OpenAI Realtime API: When It's Worth the Latency Premium
The realtime API isn't always the right answer for voice agents. Here's the decision framework.
The Realtime API is OpenAI's audio-in, audio-out streaming model — no chained STT or TTS, the model itself listens and speaks. It's a genuinely different experience, but it's not always the right call.
The latency numbers that matter
- Realtime API: ~300ms first-token latency, naturally interruptible, supports barge-in.
- Vapi / Retell with chained STT→LLM→TTS: ~700–1200ms, requires VAD tuning to handle interruptions.

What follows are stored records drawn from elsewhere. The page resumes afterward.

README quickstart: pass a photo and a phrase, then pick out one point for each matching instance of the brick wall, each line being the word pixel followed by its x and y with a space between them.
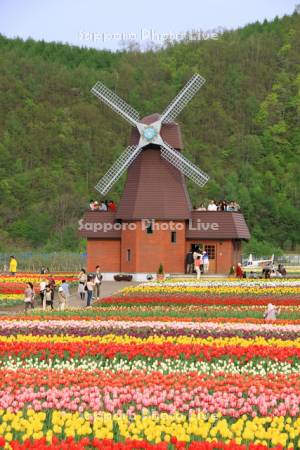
pixel 149 250
pixel 225 254
pixel 105 253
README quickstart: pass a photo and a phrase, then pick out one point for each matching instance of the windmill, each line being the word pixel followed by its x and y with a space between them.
pixel 150 134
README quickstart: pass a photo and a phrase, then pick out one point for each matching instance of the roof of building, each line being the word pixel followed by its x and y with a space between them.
pixel 155 189
pixel 202 225
pixel 100 224
pixel 170 132
pixel 217 225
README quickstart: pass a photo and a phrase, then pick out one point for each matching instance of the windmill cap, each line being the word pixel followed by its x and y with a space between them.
pixel 170 132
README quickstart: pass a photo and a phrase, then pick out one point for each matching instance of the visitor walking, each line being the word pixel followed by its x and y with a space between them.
pixel 28 297
pixel 239 271
pixel 43 285
pixel 13 264
pixel 48 298
pixel 205 262
pixel 89 287
pixel 82 278
pixel 197 264
pixel 271 312
pixel 66 289
pixel 61 299
pixel 98 281
pixel 189 262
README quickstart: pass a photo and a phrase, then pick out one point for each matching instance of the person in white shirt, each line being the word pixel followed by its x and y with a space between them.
pixel 43 285
pixel 212 206
pixel 61 299
pixel 205 262
pixel 102 207
pixel 97 281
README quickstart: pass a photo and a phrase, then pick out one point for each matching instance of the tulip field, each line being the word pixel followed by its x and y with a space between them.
pixel 12 288
pixel 167 365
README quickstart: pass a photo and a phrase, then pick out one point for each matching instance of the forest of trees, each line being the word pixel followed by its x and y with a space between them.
pixel 243 128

- Self-rolled pipeline: wherever you can engineer it, usually 800–1500ms.
Where Realtime wins
Use it when conversational naturalness is the product. Sales discovery, therapy bots, AI companions, language tutors. The 300ms response time crosses the perceptual threshold where users stop noticing they're talking to a machine.
Where chained pipelines win
Use them when accuracy, cost, and auditability matter more than naturalness. Compliance hotlines, structured intake, medical history forms, anything you'll need to log and review. With a chained pipeline you get a clean transcript at every step — Realtime audio is harder to audit and re-process.
Cost math at 1,000 minutes/day
Realtime: roughly $0.06/min input + $0.24/min output for GPT-4o = $300/day. Chained (Deepgram + GPT-4o + ElevenLabs): roughly $90/day. The 3× cost differential rarely pencils out unless the conversational quality directly affects conversion.
Hybrid pattern we use
Realtime for the first 30 seconds (warm hello, intent detection), then switch to a chained pipeline for the structured part of the call (data collection, transactional steps). Best of both worlds, harder to engineer, worth it for high-value use cases.
Bottom line
Realtime is a premium feature, not a default. Use it where naturalness drives revenue. Use chained pipelines everywhere else.